The reason for this jump has been two-fold.
First is the liberal grant of stock options often in the form of restricted stock units (RSUs).
These usually have a vesting price of Rs1-5 and are certain to vest after a fixed time period.
Salil Parekh of Infosys received a part of his compensation in the form of RSUs.
Only Rajesh Gopinathan of TCS did not receive stock options since the company doesn’t have an ESOP plan.
He was instead compensated with commission that is given out based on performance parameters being met.
IT vs Non-IT companies
CEO compensation in case of four large Indian IT services forms–Infosys, TCS, Wipro and Tech Mahindra (with stock options included) is between 200-1,000 times the average employee compensation that ranged from Rs 5 lakh to Rs 8 lakh in 2021-22.
Compared to their counterparts at other large companies–Hindustan Unilever, Maruti, Bharti Airtel and InterGlobe Aviation–the contrast is even more stark.
At Rs 41 crore, the highest compensation was received by Gopal Vittal of Bharti Airtel.
This is the highest among non-tech companies.
Wipro pays out the most, Maruti Suzuki more humble
This is a clear display of the ratio between CEO compensation and average employee compensation which is only rarely over 200 times at any of these non-IT companies.
Meanwhile, Thierry Delaporte of Wipro received Rs 79 crore in 2022.
The most egalitarian from the lot surveyed by Forbes India is the country’s largest carmaker–Maruti Suzuki.
It doesn’t have any ESOP programme.
On top of that the average compensation between the CEO and the average employee ranged between 31 to 46 times.

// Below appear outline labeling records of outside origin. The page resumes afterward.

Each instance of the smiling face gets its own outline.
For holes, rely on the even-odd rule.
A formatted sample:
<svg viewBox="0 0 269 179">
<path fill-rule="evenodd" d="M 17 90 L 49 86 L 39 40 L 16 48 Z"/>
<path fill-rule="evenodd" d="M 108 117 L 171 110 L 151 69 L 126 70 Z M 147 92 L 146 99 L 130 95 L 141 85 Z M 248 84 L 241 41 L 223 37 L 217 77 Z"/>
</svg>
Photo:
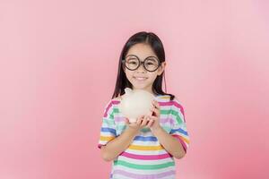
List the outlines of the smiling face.
<svg viewBox="0 0 269 179">
<path fill-rule="evenodd" d="M 152 48 L 148 44 L 135 44 L 128 50 L 126 56 L 132 56 L 131 55 L 136 55 L 140 61 L 143 62 L 148 56 L 154 56 L 158 59 L 158 56 L 153 52 Z M 150 63 L 151 61 L 149 61 Z M 152 65 L 152 64 L 148 64 Z M 128 81 L 132 83 L 134 90 L 144 90 L 153 94 L 152 85 L 158 75 L 161 75 L 165 68 L 166 63 L 163 62 L 160 67 L 154 72 L 149 72 L 144 69 L 143 65 L 141 64 L 136 70 L 131 71 L 126 66 L 123 66 L 124 71 L 126 74 Z"/>
</svg>

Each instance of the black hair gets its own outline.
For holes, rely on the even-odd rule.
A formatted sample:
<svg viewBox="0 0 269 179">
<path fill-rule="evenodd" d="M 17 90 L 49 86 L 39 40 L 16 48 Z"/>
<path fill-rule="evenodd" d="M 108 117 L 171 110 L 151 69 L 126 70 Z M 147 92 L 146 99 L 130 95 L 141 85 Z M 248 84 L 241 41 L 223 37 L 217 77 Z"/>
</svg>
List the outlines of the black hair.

“High premium” on Indian IT CEOs
Kamal Karanth, co-founder, Xpheno says that the high-margin business nature of technology companies creates high value enterprises.
These are largely incomparable with similar-sized enterprises in other sectors.
As a result these CEOs generate a lot more profit per unit of capital employed.
The global peerage these CEOs relate to and connect puts a high premium on them.
The astronomical pay Indian CEOs get is to match or compete with global CXO benchmarks.
Bottom of the pyramid suffers from more supply than demand
Karanth says, “Tech CEOs drive the largest human pyramid of coordinated effort and excellence, and this is ranked higher than managing tools and machining dependent sectors”.
As for the bottom of the pyramid comprising average employees, talent is hit by low demand-supply gaps due to the high availability of talent.
As long as the market for their products as well as their employment opportunity set remains global, tech CEOs are likely to demand and get compensated well.